Many of those original basses other than the Hofner, were of poor quality and bass guitars generally had a bad name. Leo Fender came along, and the Precision was marketed as the ‘Pro’ bass guitar.
Ibanez with this model has gone down the short scale route, and for what the guitar is designed for, it is the right decision.
Short scale basses are more player-friendly. Shorter necks which allow easier playability for players with smaller hands, lighter in weight, they are a great idea for learners and experienced players alike.
The body of this bass is smaller than what might be considered usual, but it is still a full-size guitar.
It is made from Mahogany with a maple top. The body is finished off with Walnut urethane coating making it a very attractive instrument. The neck is maple and is bolt-on. The fingerboard is Rosewood and has dotted inlays and has 22 frets.
The body has rounded edges which make it comfortable to hold and play with a bevel in the top corner where your arm rests.
It is a good design with the best bits borrowed from our other instruments.
Perhaps the most important consideration for some will be the weight. The guitar weighs in at just nine pounds which is amazingly light.
The Ibanez GSR 200 4 string bass’s basic hardware is simple and effective and adds to the styling of the bass.

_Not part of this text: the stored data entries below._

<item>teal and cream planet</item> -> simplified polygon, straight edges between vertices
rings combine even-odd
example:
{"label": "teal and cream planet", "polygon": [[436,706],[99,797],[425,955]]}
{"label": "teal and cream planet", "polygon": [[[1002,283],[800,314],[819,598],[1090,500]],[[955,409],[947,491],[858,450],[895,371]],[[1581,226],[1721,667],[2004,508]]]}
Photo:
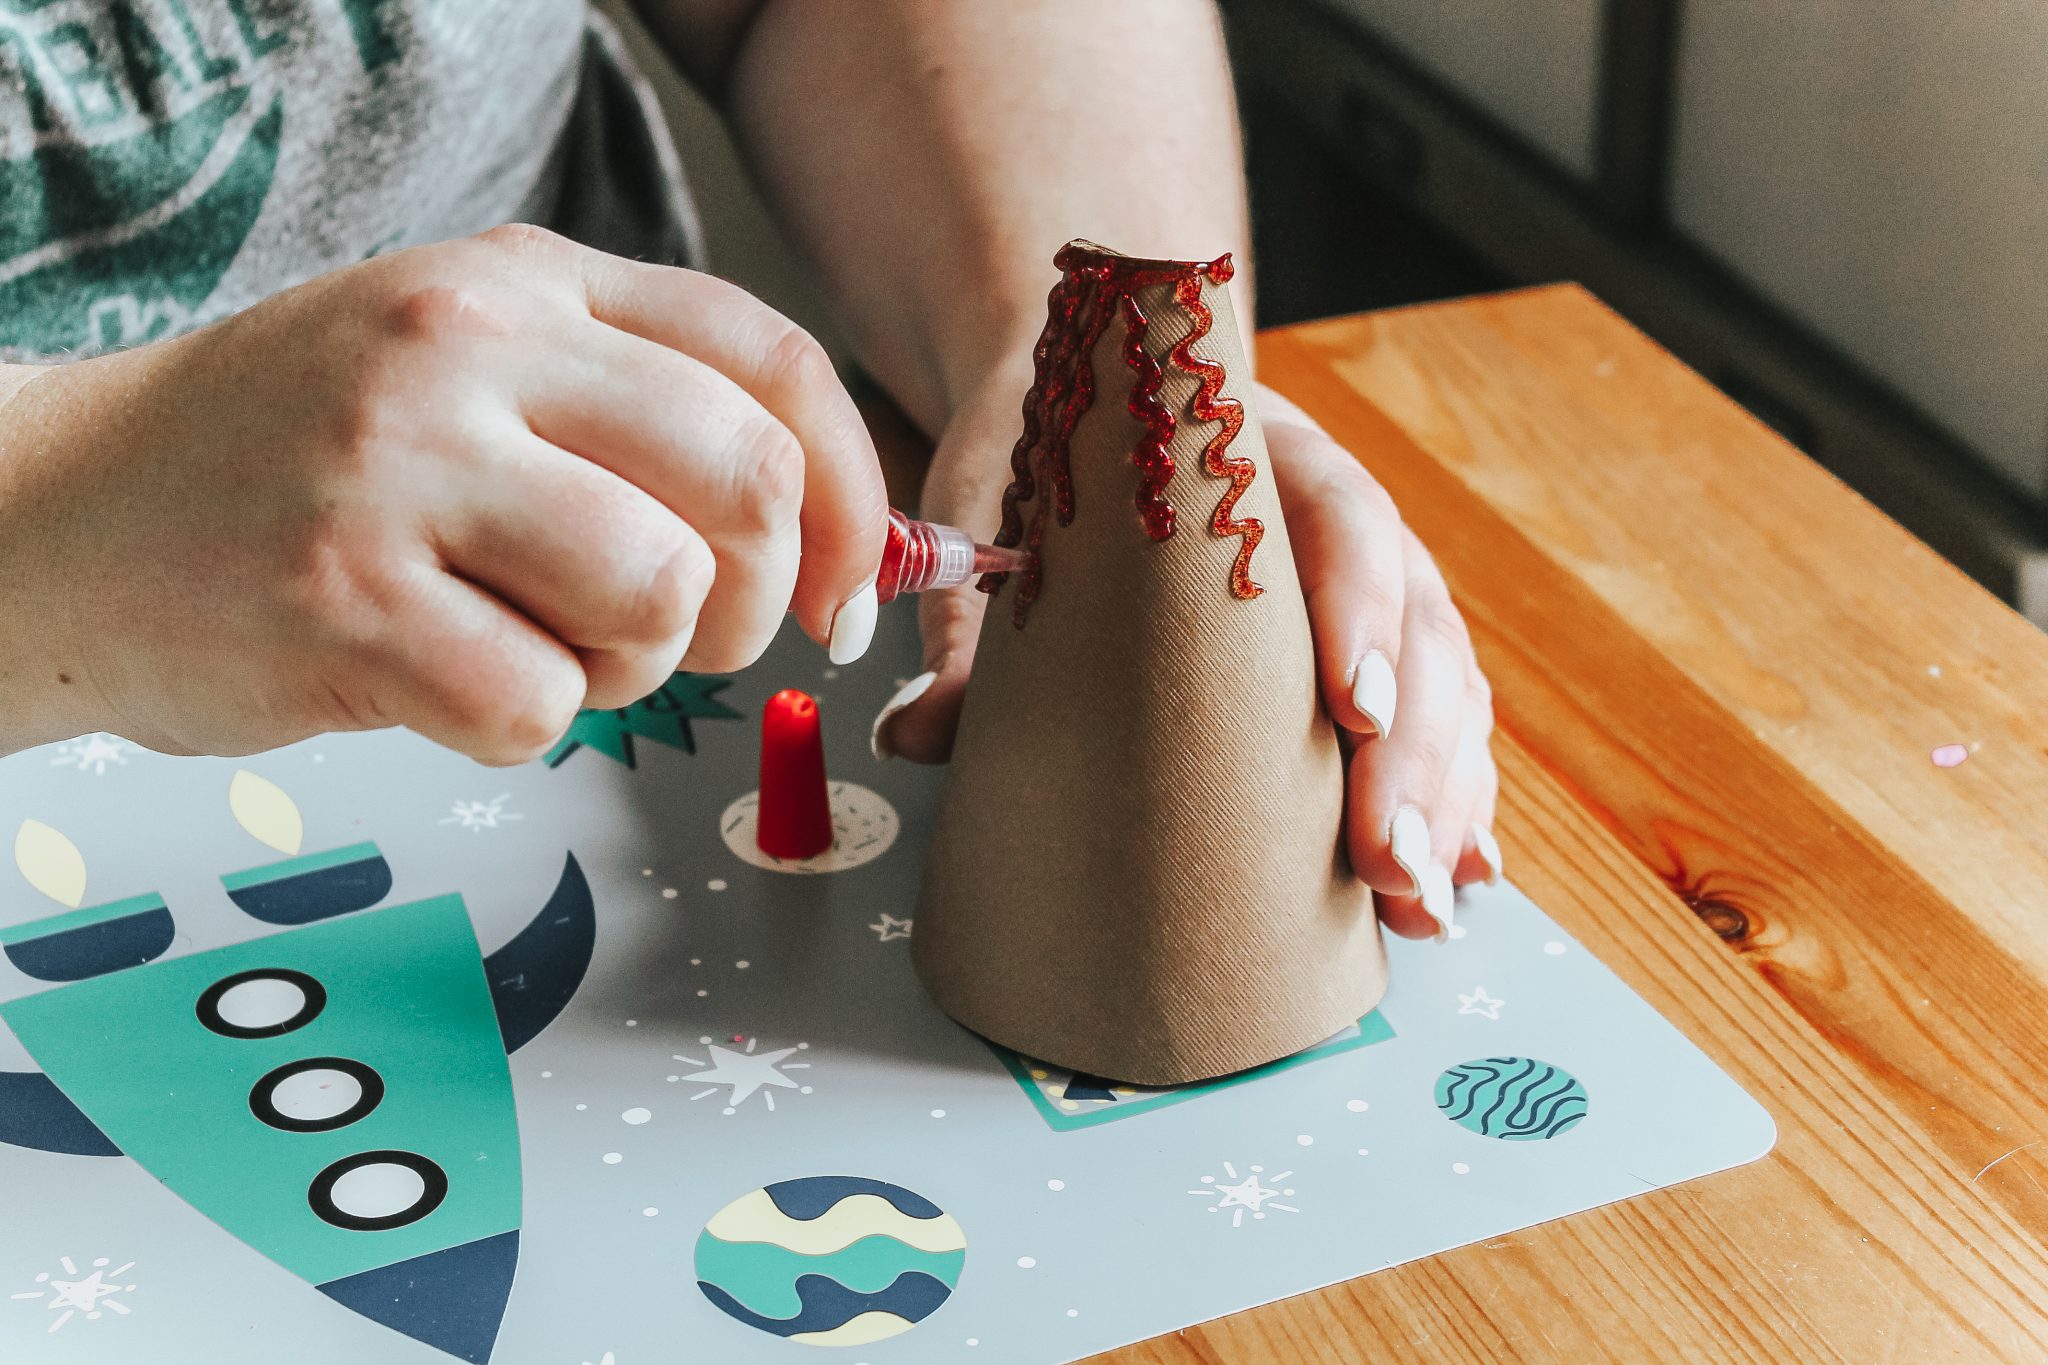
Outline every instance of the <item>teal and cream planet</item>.
{"label": "teal and cream planet", "polygon": [[1578,1077],[1534,1057],[1481,1057],[1436,1078],[1436,1107],[1481,1137],[1533,1142],[1569,1131],[1590,1098]]}
{"label": "teal and cream planet", "polygon": [[814,1175],[713,1215],[697,1238],[697,1287],[749,1327],[808,1346],[859,1346],[931,1316],[966,1259],[960,1224],[923,1195]]}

The bridge and tailpiece and the machine heads are all finished in black and are of Ibanez design. Purely functional they do there job with the minimum of fuss, and the bass holds its tuning well.
The controls are similarly onboard to do a job. Volume controls for each of the two pickups, and EQ and tone controls. They are not elaborate but produce some tonal range. Finished in the same color as the hardware.

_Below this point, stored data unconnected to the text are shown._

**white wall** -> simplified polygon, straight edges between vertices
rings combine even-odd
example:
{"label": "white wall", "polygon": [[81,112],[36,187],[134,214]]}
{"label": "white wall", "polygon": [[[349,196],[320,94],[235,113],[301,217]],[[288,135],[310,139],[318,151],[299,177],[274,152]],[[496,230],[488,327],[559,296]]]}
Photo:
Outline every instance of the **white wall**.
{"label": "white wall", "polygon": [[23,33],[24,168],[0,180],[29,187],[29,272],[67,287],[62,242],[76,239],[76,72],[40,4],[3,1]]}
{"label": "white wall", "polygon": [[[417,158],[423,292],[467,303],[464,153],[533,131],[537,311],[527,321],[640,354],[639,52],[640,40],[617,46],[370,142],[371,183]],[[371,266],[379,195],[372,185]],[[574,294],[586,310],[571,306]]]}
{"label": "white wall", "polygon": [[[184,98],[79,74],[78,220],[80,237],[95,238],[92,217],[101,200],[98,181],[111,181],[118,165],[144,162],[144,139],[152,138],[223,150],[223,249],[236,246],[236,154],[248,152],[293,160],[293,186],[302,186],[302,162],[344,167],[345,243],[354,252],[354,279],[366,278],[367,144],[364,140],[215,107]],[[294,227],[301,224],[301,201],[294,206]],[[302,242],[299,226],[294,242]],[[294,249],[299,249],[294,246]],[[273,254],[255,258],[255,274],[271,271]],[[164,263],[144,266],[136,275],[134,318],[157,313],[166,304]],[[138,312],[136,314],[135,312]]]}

Two pickups produce the sound. A Precision style single coil placed centrally and a Jazz style single coil placed at the bridge end. Pickups are by Powersound. Both are active and therefore require a 9v battery power supply which is supplied.
Active Bass Boost
Onboard is a PHAT-11 boost for the bottom end. Short scale basses are rather notorious for losing out at the bottom end at times, and this adds just a little bit.

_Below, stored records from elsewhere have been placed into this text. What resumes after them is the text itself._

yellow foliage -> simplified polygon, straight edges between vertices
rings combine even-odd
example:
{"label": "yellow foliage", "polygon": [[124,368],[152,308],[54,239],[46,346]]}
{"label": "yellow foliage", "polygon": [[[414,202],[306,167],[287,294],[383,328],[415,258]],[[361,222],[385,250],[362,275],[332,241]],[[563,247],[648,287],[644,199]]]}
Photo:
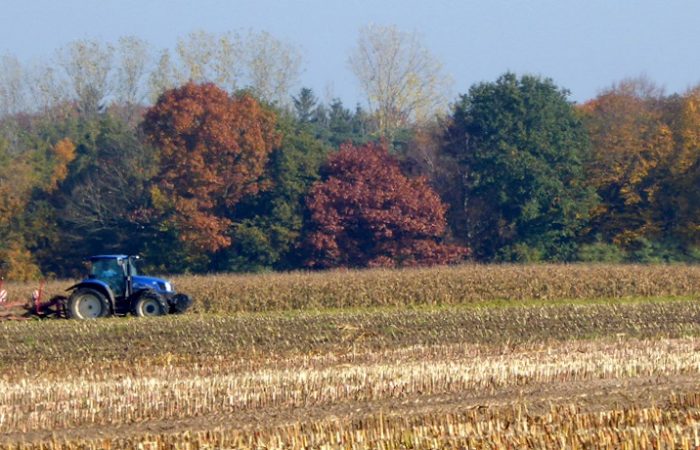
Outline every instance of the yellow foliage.
{"label": "yellow foliage", "polygon": [[688,165],[678,159],[676,130],[659,98],[652,85],[631,80],[581,107],[593,145],[588,172],[604,204],[597,217],[614,242],[661,228],[655,212],[664,174],[674,161]]}
{"label": "yellow foliage", "polygon": [[31,253],[20,242],[10,242],[10,246],[0,251],[2,276],[12,281],[36,280],[41,276]]}
{"label": "yellow foliage", "polygon": [[58,187],[58,183],[68,176],[68,164],[75,159],[75,144],[68,138],[63,138],[53,146],[53,157],[55,158],[53,174],[49,181],[49,190]]}
{"label": "yellow foliage", "polygon": [[151,201],[153,202],[153,207],[158,211],[165,211],[172,208],[173,204],[173,201],[169,199],[163,191],[158,189],[158,186],[151,187]]}
{"label": "yellow foliage", "polygon": [[672,167],[674,174],[687,172],[700,159],[700,86],[684,96],[680,124],[680,145]]}
{"label": "yellow foliage", "polygon": [[68,176],[68,164],[75,159],[75,144],[61,139],[51,148],[50,174],[42,179],[42,171],[32,162],[33,151],[8,158],[0,166],[0,231],[6,248],[0,251],[0,265],[4,276],[12,280],[36,279],[39,268],[24,247],[21,217],[31,201],[34,189],[51,192]]}

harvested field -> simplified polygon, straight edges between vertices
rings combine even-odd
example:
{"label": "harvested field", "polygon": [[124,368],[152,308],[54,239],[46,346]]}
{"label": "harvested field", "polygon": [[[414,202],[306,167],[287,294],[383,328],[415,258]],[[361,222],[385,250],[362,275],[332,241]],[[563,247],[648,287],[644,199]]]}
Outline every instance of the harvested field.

It is a bass guitar that has been manufactured for a certain market, and it addresses a lot of the issues that players in that market experience.
It weighs a fraction of the weight of some bass guitars and with its short scale neck is easy to play.
But, short scale basses are for beginners…
If we address this last issue briefly. Some have the idea that short scale basses are for beginners and novices only and once you can play you must use a long scale but don’t tell Jack Bruce or Andy Fraser that.
Some say if you have small hands, then you must use a short scale, but that logic is defeated by one of the worlds best bass players, Mohini Dey. She is a 22-year-old girl from India who plays a bass almost as big as her, and she races around the fingerboard in a blur.
It is just about you and what you are comfortable with. It will be helpful to a learner to have a short scale, but there is nothing wrong with staying with that scale as they improve.
Likewise, if you are comfortable with a bass that weighs very little, then that is also ok.
If you are looking for a short scale bass that is lightweight, then this Ibanez GSR200 is a must to look at and try.
It will never quite achieve the thundering tones…
There are some differences sound wise; however, and small size basses will never quite achieve the thundering tones of its larger cousins, but some don’t need that.
The main difference is that there is less tension in short scale bass strings which does produce a different sound.
But, do you want to know a secret…
Short scale basses often have a fatter sound due to this lack of string tension and the sound options are often wider. You might not get those deep notes that shake the plates off the walls but the sound of a short scale bass is wider and the harmonics more pronounced.
Our in-house bass player loves his pre-CBS Precision but often remarks he wished he’d kept his Gibson EB3 short scale as it was a better studio bass guitar.
The Ibanez GS200 has this short scale pedigree, and even though Ibanez produce what some might refer to as some ‘seriously good’ bass guitars, the GS200 must rank very highly in its list of value for money instruments.